Additionally, First Nations differ greatly in terms of regional affiliation, language, knowledge distinctions, and infrastructure to support the HTP changes and implementation. With regional-distinctions, varying infrastructure, and funding support in mind, the move towards decentralized health systems, at the surface level, is a ‘positive’ outcome. In reality, the transfer of health policy may introduce difficulties for capacity building. Capacity building, (or lack thereof) in the sense of health policy transfer, could potentially result in further estrangement in health care model structures and risks associated with transfer.
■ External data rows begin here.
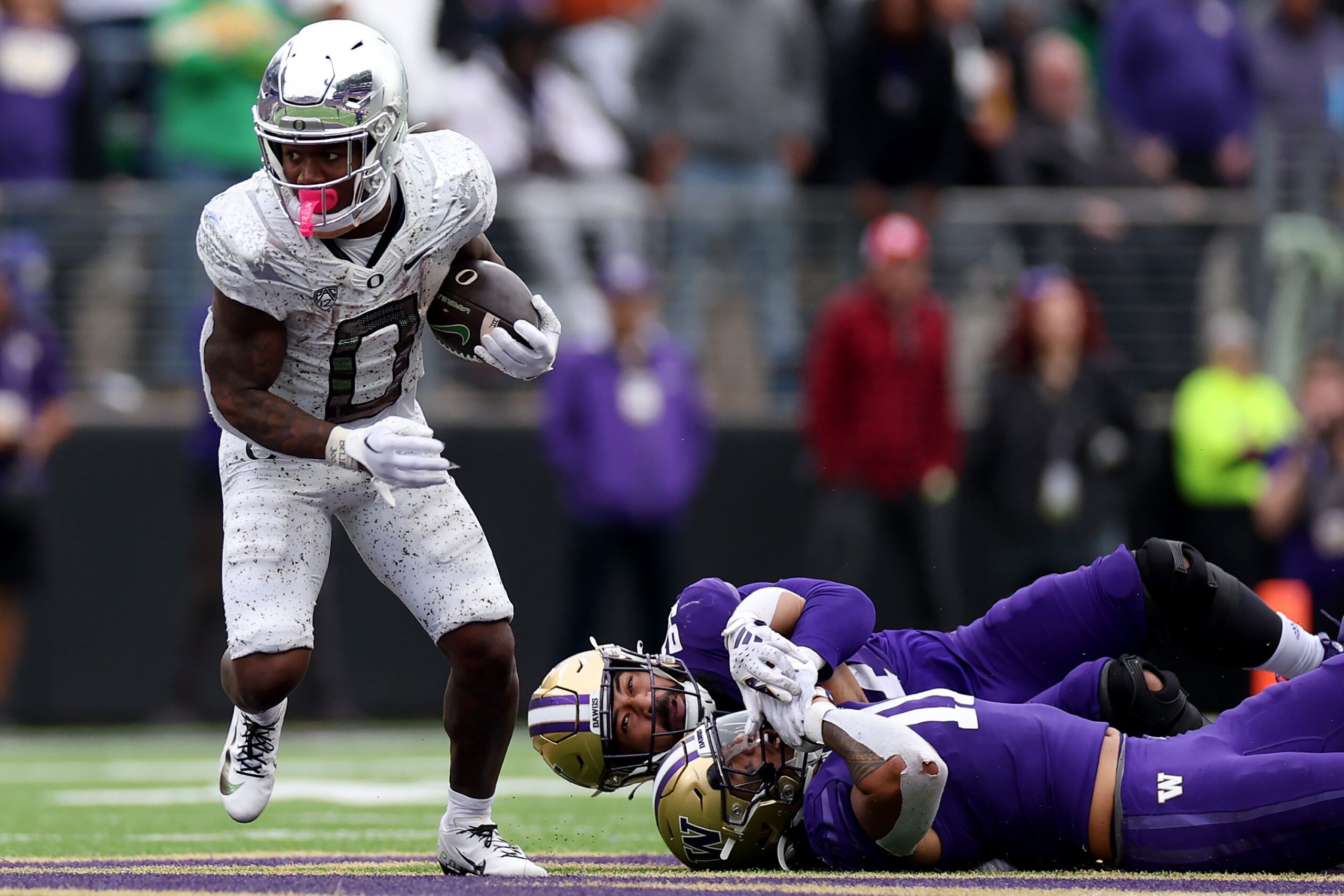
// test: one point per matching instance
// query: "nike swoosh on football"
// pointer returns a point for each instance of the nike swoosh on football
(456, 330)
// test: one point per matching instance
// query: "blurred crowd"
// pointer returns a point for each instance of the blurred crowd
(692, 183)
(687, 131)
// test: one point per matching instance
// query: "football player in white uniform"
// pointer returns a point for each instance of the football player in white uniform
(324, 263)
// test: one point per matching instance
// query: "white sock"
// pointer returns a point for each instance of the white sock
(269, 716)
(460, 806)
(1297, 652)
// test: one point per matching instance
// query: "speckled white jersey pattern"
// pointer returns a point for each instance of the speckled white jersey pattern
(353, 356)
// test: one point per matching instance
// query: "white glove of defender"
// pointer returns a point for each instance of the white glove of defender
(788, 719)
(759, 657)
(524, 361)
(394, 450)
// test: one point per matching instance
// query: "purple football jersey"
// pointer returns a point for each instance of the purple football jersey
(702, 612)
(1043, 644)
(1019, 785)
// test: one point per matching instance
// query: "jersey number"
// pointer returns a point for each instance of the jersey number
(340, 394)
(963, 712)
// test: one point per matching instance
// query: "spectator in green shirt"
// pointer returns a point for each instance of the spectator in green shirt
(212, 57)
(213, 54)
(1226, 417)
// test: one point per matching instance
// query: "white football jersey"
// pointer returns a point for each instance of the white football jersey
(353, 332)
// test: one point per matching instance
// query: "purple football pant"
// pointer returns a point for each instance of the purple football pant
(1260, 790)
(1043, 644)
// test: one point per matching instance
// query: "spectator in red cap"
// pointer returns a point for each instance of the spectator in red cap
(882, 429)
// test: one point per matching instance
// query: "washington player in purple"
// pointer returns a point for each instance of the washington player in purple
(1052, 642)
(1258, 790)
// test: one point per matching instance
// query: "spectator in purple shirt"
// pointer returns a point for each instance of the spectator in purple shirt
(39, 92)
(1179, 76)
(34, 418)
(628, 431)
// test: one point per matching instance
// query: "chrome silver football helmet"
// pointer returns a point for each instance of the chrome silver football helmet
(335, 82)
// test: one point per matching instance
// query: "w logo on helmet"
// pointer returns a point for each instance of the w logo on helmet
(701, 844)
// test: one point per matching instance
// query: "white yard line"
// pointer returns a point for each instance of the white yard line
(347, 793)
(187, 770)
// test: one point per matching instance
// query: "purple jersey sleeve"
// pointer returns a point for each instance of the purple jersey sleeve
(1014, 774)
(695, 637)
(836, 618)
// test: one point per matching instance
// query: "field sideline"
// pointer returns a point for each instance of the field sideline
(136, 810)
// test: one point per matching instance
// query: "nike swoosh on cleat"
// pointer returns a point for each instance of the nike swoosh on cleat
(225, 787)
(459, 870)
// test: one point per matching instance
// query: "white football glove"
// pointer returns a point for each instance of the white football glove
(760, 657)
(788, 719)
(529, 359)
(394, 450)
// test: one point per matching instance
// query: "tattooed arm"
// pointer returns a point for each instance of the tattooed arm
(243, 359)
(877, 781)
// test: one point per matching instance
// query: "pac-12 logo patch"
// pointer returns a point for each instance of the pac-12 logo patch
(1168, 786)
(699, 842)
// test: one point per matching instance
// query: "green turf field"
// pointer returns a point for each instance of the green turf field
(135, 792)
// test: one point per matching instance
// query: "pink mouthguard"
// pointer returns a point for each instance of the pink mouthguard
(311, 201)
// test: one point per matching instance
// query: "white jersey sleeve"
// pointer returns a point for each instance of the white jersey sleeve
(447, 164)
(244, 258)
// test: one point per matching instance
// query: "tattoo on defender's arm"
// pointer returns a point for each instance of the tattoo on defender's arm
(243, 363)
(860, 760)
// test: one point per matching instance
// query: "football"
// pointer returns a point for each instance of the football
(475, 299)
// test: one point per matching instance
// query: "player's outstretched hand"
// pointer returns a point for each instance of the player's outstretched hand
(394, 450)
(534, 354)
(788, 719)
(756, 718)
(760, 657)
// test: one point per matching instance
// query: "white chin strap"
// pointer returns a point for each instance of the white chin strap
(699, 704)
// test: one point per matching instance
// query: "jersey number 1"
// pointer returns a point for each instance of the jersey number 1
(350, 333)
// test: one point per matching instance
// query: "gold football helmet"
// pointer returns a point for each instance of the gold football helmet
(569, 716)
(725, 803)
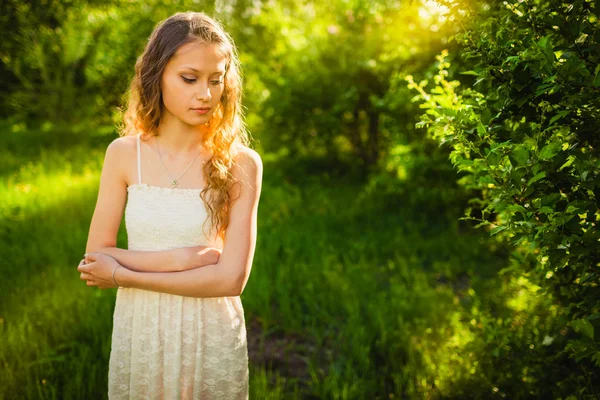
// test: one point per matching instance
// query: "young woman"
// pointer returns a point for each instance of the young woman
(182, 163)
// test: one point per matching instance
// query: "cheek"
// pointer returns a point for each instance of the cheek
(173, 95)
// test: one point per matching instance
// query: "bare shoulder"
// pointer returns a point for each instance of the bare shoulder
(248, 164)
(248, 169)
(119, 154)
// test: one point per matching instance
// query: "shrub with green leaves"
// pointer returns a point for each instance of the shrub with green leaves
(525, 133)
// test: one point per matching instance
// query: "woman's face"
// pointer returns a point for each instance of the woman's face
(193, 78)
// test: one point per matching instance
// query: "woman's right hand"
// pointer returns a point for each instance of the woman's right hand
(197, 256)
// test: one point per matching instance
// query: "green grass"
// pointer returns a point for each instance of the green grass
(352, 295)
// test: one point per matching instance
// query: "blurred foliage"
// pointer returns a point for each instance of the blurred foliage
(527, 141)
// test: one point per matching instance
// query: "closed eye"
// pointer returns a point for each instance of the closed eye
(187, 80)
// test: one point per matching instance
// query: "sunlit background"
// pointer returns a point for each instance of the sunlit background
(375, 274)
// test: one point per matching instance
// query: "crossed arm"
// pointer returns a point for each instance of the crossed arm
(164, 271)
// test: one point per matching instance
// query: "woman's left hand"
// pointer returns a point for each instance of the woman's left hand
(97, 269)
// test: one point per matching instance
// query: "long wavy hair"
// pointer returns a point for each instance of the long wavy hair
(226, 128)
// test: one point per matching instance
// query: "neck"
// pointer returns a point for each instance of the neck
(177, 137)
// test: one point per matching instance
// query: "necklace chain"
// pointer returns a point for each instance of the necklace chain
(174, 181)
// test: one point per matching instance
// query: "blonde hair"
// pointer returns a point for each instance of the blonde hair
(227, 130)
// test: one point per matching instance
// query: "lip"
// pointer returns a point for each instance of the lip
(202, 110)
For health system governance to be put into practice, it must undergo First Nation evaluation for services such as culturally appropriate care, a distinction-based approach to health for the First Nation in question, as well as to underscore the need or generalized understanding of administrative processes that go in hand with Nation-led programming and health literacy.
Conclusion
Transfer of health services to First Nations since the introduction of HTP has seen varying levels of success. However, Indigenous peoples have benefitted from regaining access, strengthening traditional and cultural lifeways, and reintroducing traditional healing practices through health care self-governance. Several initiatives of note include the Ginew Wellness Centre, (Roseau River First Nation), Sioux Lookout Meno Ya Win Health Centre (Lac Seul Ojibwe Nation), and Tsartlip Health Centre (Tsartlip First Nation).